There are draw backs to living in a small rural town. The quality of services can suck.
We convinced mum that Dad should be sent to a GP to identify once and for all if he was developing Alzheimer’s. I recommeded my GP....but the local guy won out.
Glenn accompanied Dad to this appointment for a number of reasons, one being Mum thought Dad would be better behaved with him there, and another being I didn’t have a terribly high opinion of this GP....I knew Glenn wouldn't put up with BS.
GPman avoided the topic of an Alzheimers test for the initial part of the visit. Glenn eventually had to ask, quite strongly, if there was or was not, a test that could ascertain whether or not Dad may need to see a specialist for Alzhemers.
There was. With a palpable sigh, GPman dug out the test from the filing cabinet and proceeded to ask questions. Glenn had to chuckle at a few of Dads answers.
Do you know what date it is today?
Hmmm. No. Do I have to? I’m retired. One day runs into the next. There’s no real need to know what today’s date is.
Do you know the name of the street this clinic is on?
Actually, I can’t think of it right now. But I know where it is and how to get here. If I need to see a doctor that's probably more important than knowing the name of the road, isn't it?
At the conclusion of the visit GPman said he would contact the relevant specialist and set up an appointment. As Glenn walked out the door, he looked back to see GPman throw the notes from Dad’s completed test into the bin. He thought that was a bit strange. When Glenn recounted this to me afterwards I thought lots of swear words and one or two may have escaped my lips.
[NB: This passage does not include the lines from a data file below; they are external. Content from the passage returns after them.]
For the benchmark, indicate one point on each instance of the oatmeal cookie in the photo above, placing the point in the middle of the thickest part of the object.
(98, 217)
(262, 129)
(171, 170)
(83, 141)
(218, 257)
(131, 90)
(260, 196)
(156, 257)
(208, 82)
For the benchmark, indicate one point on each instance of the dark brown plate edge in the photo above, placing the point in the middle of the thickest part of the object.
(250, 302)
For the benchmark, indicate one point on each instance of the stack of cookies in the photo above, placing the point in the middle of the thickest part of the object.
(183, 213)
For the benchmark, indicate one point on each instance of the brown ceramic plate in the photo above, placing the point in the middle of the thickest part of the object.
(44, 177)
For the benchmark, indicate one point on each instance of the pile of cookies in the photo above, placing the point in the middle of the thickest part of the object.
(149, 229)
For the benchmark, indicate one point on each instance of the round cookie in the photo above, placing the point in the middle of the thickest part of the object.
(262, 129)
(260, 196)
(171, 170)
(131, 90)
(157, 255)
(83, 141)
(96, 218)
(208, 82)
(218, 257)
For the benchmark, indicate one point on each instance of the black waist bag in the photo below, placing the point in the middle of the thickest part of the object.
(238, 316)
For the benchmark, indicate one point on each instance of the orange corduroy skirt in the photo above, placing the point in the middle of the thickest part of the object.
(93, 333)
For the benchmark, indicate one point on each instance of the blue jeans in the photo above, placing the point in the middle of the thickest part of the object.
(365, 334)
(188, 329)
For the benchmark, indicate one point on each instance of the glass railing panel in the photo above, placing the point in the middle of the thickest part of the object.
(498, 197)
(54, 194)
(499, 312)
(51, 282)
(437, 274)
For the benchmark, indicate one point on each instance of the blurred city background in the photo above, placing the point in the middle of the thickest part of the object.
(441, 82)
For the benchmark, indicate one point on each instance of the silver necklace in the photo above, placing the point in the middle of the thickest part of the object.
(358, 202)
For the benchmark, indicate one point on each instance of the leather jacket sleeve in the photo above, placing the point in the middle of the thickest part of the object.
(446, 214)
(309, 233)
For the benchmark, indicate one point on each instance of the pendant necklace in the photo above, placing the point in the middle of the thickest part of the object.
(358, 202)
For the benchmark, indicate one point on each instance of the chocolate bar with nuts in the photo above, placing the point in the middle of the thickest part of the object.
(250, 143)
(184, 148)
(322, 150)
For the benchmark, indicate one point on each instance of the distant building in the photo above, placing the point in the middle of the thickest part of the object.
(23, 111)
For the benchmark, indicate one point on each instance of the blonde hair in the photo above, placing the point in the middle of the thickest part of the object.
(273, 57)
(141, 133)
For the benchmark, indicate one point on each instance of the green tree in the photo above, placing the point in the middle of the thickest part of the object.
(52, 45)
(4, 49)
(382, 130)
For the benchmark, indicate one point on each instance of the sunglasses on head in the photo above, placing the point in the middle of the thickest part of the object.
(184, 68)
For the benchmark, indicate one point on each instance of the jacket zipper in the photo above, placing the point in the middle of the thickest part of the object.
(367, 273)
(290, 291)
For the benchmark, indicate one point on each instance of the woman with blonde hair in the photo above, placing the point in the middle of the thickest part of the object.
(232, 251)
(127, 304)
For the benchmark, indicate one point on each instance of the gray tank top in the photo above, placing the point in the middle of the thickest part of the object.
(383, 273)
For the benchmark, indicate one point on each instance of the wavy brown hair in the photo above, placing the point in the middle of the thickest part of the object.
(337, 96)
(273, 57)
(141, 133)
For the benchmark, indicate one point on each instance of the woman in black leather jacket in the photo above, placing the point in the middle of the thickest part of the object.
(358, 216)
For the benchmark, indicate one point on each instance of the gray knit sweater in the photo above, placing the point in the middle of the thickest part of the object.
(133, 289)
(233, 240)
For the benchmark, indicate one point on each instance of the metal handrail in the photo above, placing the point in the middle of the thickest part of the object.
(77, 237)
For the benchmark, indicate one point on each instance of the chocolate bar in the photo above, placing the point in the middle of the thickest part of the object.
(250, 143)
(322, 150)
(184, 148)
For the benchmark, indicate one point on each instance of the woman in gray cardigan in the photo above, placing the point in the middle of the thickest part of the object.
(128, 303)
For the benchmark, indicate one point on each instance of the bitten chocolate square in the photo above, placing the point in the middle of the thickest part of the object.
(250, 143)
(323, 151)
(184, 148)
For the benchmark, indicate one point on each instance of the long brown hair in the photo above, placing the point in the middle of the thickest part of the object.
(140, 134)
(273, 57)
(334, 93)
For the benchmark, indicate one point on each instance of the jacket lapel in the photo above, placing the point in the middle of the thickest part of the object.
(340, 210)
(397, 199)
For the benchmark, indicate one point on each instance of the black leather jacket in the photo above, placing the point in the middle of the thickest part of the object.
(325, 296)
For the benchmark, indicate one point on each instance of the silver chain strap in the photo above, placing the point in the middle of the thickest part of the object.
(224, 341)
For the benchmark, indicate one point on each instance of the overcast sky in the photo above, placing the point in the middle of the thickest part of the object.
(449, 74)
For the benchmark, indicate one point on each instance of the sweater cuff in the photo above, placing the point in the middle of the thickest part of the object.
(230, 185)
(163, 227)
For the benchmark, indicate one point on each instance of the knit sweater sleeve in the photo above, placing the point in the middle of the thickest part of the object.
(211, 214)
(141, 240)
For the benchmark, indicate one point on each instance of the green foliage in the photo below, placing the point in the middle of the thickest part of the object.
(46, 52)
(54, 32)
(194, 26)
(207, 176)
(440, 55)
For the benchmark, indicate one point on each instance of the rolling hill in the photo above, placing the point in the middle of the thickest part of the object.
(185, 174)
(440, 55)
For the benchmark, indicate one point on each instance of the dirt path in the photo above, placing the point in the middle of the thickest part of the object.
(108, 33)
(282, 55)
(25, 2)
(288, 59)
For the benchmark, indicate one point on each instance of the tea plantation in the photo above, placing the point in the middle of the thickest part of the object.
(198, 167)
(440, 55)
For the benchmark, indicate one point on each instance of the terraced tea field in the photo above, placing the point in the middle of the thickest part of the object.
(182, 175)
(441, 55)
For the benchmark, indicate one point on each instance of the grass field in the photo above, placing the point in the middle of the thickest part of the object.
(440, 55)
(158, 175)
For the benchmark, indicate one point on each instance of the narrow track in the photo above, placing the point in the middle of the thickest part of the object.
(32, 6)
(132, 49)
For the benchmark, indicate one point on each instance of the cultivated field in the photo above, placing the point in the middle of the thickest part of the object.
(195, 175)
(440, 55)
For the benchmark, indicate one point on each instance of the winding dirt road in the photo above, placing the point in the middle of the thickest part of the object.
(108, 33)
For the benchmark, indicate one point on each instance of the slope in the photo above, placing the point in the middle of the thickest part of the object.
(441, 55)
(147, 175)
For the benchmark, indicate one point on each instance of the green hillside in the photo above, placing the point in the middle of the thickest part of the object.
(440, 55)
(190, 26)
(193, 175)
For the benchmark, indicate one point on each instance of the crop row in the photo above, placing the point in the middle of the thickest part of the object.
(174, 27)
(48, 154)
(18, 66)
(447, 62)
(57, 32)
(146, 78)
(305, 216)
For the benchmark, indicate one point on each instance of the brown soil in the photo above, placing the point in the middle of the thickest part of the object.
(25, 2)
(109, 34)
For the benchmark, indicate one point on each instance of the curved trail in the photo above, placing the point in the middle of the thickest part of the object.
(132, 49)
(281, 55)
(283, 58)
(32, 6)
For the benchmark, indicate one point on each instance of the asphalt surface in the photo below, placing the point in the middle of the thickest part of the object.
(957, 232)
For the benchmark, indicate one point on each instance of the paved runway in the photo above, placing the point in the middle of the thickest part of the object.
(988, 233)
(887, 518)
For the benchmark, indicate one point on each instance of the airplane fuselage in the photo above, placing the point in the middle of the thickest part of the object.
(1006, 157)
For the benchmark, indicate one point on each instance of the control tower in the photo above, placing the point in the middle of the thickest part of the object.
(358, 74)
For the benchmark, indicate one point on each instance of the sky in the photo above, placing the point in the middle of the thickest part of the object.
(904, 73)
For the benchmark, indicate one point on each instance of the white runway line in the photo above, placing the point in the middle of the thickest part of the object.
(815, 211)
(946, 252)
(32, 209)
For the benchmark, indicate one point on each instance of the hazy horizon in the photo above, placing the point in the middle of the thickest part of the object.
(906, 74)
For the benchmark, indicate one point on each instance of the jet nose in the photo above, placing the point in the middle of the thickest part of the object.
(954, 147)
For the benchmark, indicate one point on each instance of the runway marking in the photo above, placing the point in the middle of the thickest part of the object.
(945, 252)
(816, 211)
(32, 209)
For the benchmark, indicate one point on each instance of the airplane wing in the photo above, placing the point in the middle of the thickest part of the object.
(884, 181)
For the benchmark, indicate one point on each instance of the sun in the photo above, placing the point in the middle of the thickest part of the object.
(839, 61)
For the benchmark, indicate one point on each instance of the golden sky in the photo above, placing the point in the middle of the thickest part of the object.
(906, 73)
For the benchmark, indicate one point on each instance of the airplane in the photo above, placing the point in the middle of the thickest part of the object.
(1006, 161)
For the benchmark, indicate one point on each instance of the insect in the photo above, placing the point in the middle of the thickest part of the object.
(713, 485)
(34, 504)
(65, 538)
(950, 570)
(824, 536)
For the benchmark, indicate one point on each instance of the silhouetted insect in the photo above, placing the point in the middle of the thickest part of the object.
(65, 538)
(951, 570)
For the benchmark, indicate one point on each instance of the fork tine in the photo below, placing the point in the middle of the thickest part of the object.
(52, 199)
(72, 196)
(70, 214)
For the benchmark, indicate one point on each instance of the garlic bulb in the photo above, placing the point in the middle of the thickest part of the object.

A few weeks later, we were still waiting on a specialist appointment. Mum rang the GP’s office to see where the process was up to. The Nurse looked in the file and informed Mum there was nothing from Dad’s previous visit to suggest a specialist appointment was required. Why would there be? Dr Dip Sh#*t threw the test in the bin.
Mum explained to The Nurse that we were promised a specialist appointment, can she please ensure we got it. She did.
At some point post-Mental Health Specialist appointment arriving, Mum is told of medication that, though expensive, may hold off the Alzheimer’s for a year or so. She agreed to it.
So, for a while Dad was OK. Well, as OK as he could be...
Over time, Dad's mental faculties did worsen. We could handle his constant questions, his restlessness confounded us, and his suspicious delusions were a bit of humour. Of concern were his aggressive outbursts. We, the family, were worried about Mum being alone with Dad when he lashed out. One day she showed me the bruises he had caused on her. She told us how he sometimes took to her in the car. We decided it was time Mum looked at her options, so enquiries were made about what was available.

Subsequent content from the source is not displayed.